En esta fábrica de Sargadelos converge la Galicia más nuclear, la más brillante, la más doméstica. La que emigró y la que pescó. La que luchó por su identidad y la que hoy se queda. Hasta la localidad lucense de Cervo hay que acudir (cuentan con otra fábrica en Sada, A Coruña) para comprender por qué su cerámica de caolín y su identitario azul cobalto compone el ajuar sentimental de más de media Galicia, amén de tiendas y exportación allende los mares, cual buena emigrante con el petate siempre presto.
Desde que el marqués de Sargadelos pusiera en marcha el timeline –año 1804– de estos hornos y muflas han salido millones de piezas de artesanía, servicios de mesa, vajillas y otros ornamentos de decoración ligados a esto del yantar como mantelería de lo más naturalista. Difícilmente habrá un hogar gallego sin su pieza de Sargadelos. Han sido glosados por The New York Times, salen en revistas como Monocle o Wallpaper y los japoneses se pirran por sus juegos de queimada. El calor, la pausa, el fuego, y cierto embrujo gallego, alimentan este proceso cuasi mágico. Todo comienza en un monitor. El concepto –por ejemplo, una sopera o un juego de té– empieza a tomar forma con el prototipado y el modelado en la computadora de alguno de sus seis diseñadores.

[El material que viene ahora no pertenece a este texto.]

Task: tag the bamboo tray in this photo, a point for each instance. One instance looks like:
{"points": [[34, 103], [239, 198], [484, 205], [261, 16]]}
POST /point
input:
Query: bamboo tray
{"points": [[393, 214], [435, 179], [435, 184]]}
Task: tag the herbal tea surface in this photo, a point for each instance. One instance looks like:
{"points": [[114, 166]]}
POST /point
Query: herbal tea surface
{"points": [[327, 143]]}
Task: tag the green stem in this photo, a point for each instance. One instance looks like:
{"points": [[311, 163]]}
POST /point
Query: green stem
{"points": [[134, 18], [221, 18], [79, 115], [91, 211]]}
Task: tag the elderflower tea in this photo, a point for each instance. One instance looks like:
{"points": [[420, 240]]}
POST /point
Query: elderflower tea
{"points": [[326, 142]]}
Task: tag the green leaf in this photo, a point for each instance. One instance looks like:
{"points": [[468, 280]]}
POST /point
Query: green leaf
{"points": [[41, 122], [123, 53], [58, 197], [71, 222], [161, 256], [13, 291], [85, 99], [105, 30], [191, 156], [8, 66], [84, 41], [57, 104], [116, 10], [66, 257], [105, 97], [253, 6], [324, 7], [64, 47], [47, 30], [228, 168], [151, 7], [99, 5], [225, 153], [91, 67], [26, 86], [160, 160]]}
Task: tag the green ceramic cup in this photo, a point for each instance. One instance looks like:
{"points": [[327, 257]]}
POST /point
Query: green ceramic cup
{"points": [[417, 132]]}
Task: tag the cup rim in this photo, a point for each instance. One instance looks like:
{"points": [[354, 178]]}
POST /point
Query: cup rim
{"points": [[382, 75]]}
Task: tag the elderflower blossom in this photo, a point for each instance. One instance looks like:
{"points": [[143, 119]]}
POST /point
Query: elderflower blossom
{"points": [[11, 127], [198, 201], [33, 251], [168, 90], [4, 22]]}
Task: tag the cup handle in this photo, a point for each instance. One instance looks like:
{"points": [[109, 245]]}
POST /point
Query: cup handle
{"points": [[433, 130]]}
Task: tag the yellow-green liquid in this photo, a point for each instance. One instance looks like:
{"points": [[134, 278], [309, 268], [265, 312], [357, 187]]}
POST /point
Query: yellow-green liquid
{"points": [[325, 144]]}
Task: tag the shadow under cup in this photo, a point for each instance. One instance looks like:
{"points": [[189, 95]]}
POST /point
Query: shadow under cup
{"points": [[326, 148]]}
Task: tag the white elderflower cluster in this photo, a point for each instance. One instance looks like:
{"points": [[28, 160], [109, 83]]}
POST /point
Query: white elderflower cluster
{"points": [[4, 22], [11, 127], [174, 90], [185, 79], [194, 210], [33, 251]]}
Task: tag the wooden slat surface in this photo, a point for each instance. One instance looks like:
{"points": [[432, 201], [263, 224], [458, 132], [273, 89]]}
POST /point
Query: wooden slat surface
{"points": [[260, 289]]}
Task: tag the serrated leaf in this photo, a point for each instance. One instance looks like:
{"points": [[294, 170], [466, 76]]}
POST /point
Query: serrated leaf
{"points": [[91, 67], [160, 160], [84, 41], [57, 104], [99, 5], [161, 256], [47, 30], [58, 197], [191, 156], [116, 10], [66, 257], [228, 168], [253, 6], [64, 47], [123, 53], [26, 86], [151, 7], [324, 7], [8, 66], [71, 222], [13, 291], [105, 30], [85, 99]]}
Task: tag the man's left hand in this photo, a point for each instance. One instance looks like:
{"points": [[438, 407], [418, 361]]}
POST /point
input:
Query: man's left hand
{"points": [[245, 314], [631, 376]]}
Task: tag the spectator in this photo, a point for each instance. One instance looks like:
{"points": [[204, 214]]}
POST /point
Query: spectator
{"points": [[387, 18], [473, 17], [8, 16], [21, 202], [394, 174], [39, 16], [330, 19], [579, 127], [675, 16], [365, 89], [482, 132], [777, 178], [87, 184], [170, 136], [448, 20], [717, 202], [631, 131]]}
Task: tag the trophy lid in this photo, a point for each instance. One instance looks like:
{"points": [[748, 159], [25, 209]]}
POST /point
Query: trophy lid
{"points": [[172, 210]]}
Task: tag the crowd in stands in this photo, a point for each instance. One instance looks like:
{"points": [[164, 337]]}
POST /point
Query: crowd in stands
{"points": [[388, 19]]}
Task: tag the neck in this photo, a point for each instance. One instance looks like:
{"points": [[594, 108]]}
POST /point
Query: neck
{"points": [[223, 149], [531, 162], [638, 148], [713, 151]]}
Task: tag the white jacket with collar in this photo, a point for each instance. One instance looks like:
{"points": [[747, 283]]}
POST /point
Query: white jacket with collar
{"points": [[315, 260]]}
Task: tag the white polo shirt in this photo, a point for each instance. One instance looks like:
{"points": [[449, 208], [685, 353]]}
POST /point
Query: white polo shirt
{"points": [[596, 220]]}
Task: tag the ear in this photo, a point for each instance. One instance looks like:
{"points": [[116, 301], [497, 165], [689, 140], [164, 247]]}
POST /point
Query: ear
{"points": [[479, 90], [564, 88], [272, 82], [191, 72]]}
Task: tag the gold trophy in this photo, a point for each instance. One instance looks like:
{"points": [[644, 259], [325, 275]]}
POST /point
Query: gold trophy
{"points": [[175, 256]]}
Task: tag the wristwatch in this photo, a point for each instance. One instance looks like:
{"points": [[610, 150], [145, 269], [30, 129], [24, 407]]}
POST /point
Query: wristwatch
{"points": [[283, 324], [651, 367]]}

De ahí viaja hasta el taller de moldes para ir fraguando una pieza que está en cueros, con anatomía de caolín, cuarzo, feldespato y agua, que es pasta molida, filtrada y amasada. Los moldes se llenarán con esa pasta líquida, absorberán el agua y formarán una corteza con la silueta de la pieza. Una vez colada y vaciada, se desmolda. Esta escayola toma el nombre de “bizcocho”, frágil y casi esponjoso, así que un primer golpe de horno a 800 grados debe endurecer su cuerpo, que será recorrido después por manos delicadas de mujer que lo manipulan y decoran con plantillas y aerógrafos (estarcido o técnica de decoración con plantillas de acetato). Llega el baño con una solución química para ocultar el color, que regresa a la vida al fundir y transparentar en una segunda cocción a 1430 grados en un túnel elíptico, cual parsimonioso tren de la bruja de siete metros, durante 11 horas. Sale de la oscuridad ígnea una porcelana vitrificada o “encañada”, que ha reducido y atenuado los óxidos férricos. Sobre esta dermis, se decora a mano, con pulso de relojero suizo, dibujos sobre cubierta –una tarea no apta para gentes con prisa o dedos imprecisos– que requieren una postrera cocción a 800 grados. La tetera exhibe ahora un blanco brillante y un azul galleguísimo (preparan sus propios colores en la fábrica), donde se recurre a la decoración paxárica o decorado monférico que remite de modo abstracto al casetonado de las bóvedas barrocas del Monasterio de Monfero (Serra da Loba, A Coruña).
En Sargadelos se afanan cada día 220 trabajadores y su panoplia de servicio de mesa ocupa el 70% de su producción total. Todo artesanal. Catálogo de más de 500 productos, 750 000 unidades embaladas al año. Precios de vajilla completa, entre 800 y 1800 euros aproximadamente. “La mecanización no responde al espíritu de Sargadelos”, comenta Segismundo García, su actual presidente. El gestor, antiguo periodista de TVE, ha resucitado y saneado una marca que sigue siendo la enseña de un universo cultural y etnográfico que boqueaba entre deudas y morriña
Una loza empoderada
Al intelectual Isaac Díaz Pardo, secundado por Luis Seoane, hay que culparle de la resurrección y consolidación de Sargadelos. Ambos, en los años 60 del siglo XX, devolvieron el esplendor a la fábrica, con una metamorfosis que haría de estas ígneas muflas el espejo cultural de una Galicia aislada, única pero pioneramente empoderada. Enrolaron a trabajar a decenas de mujeres, que sin atisbo de duda se consagraron a estas filigranas y dieron ese sello personalísimo a la firma, convicción aún vigente. Sargadelos, asimismo, se convirtió en foro y vivero que atrajo intelectuales y artistas de todas partes del país.